Some highlight holes drilled by Minex in 1989 included 13.1 metres grading 5.57 grams gold, 59.4 grams silver, 0.48% zinc and 0.54% copper and an other hole that returned 4 metres of 15.8 grams gold, 217.7 metres silver, 6.9% zinc and 1.09% copper. The intercepts represent true widths.

While the financial collapse of 2008 slowed progress at the project, in the three years that Alexander Nubia has had the project it has done geological, geophysical and geochemical work in an effort to delineate the best targets for its upcoming drill program.

Massoud says drills should be turning within 10 weeks and that holes will be going to the 100-, 200- and 500-metre levels.

Heading the exploration is John Payne, a geologist who previously worked on exploration efforts at the Pebble gold mine in Alaska and Campo Morado in Mexico.

The exploration team seems to have their hands on some mesothermal mineralization with two parallel veins, named CVZ and Fin.

While at surface, Massoud says the mineralized zones are only about 2 metres wide, historic drill core demonstrates that they widen at depth to upwards of 8 metres.

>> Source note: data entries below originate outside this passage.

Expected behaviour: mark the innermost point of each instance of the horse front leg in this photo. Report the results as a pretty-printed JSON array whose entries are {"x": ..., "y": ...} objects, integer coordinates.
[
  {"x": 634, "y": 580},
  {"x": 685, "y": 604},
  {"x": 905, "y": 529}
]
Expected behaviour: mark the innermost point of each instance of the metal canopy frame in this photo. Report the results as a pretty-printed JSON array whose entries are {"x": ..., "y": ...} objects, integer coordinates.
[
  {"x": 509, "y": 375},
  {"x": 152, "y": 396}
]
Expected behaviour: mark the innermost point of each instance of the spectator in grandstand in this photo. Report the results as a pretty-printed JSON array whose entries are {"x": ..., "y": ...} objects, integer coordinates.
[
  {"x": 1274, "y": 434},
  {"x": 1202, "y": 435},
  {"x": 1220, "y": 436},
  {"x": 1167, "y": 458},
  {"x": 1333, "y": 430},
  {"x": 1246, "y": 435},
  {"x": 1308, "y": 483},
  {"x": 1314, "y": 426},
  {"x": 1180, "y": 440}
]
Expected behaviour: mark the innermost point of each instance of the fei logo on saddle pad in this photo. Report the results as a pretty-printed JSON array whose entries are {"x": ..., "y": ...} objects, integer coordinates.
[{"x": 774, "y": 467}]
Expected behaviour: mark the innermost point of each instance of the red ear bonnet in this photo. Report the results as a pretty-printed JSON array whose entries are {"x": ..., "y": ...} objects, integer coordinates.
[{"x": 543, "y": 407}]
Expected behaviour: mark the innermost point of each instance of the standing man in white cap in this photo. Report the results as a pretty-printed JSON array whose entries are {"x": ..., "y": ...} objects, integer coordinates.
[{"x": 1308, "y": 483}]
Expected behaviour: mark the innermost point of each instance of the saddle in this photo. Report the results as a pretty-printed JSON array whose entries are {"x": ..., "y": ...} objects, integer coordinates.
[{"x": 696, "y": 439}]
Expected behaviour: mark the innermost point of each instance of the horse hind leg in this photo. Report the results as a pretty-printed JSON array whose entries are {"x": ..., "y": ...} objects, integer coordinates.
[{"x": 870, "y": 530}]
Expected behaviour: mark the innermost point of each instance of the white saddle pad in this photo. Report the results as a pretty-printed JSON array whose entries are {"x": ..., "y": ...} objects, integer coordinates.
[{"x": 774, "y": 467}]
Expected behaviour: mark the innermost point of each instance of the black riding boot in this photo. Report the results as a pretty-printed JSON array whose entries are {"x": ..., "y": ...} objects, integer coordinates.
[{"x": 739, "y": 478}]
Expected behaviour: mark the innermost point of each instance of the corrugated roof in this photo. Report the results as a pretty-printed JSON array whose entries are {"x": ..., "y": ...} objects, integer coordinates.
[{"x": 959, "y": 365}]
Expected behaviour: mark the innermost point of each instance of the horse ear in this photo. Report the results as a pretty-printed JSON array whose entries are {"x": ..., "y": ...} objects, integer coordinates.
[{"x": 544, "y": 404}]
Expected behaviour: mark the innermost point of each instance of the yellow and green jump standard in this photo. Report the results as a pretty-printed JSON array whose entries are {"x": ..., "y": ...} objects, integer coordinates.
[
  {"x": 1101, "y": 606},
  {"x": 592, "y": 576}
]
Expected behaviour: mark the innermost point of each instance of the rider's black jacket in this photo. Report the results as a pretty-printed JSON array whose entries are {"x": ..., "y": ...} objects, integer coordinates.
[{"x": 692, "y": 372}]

As for doing business in Egypt, Massoud, who is Egyptian born and Western educated, says the environment for miners and explorers improved greatly when the state mining entity moved out from under the ministry of industry and into the ministry of petroleum’s portfolio in 2005.

The switch, Massoud says, brought a more progressive attitude towards the mining industry.

One stumbling block that remains for some investors, however, is the fact that Egyptian legislation calls for half of a mine’s profits to flow into state coffers once all of the development costs associated with construction are paid.

While this may sound onerous, Massoud explains that when it is considered that the 50% that the company keeps is tax-free, the economics for a future mine end up being similar to other jurisdictions.

“To some extent the legislation in the country has been misunder- stood,” Massoud says. “Centamin’s situation is similar to ours and every oil and gas concession, which is that each concession is its own decreed law.”

He says by having a decreed law for each project, investors can feel confident that parliamentary changes wouldn’t affect the terms agreed upon at a specific project.

As for the long dormancy of the mining industry in the country, Massoud says two key factors were at play. One was the government’s focus on developing oil and gas plays and the other was that just two companies, Centamin and Hamash, had locked up the vast majority of the prospective ground.

Alexander Nubia is living proof that isn’t the case anymore.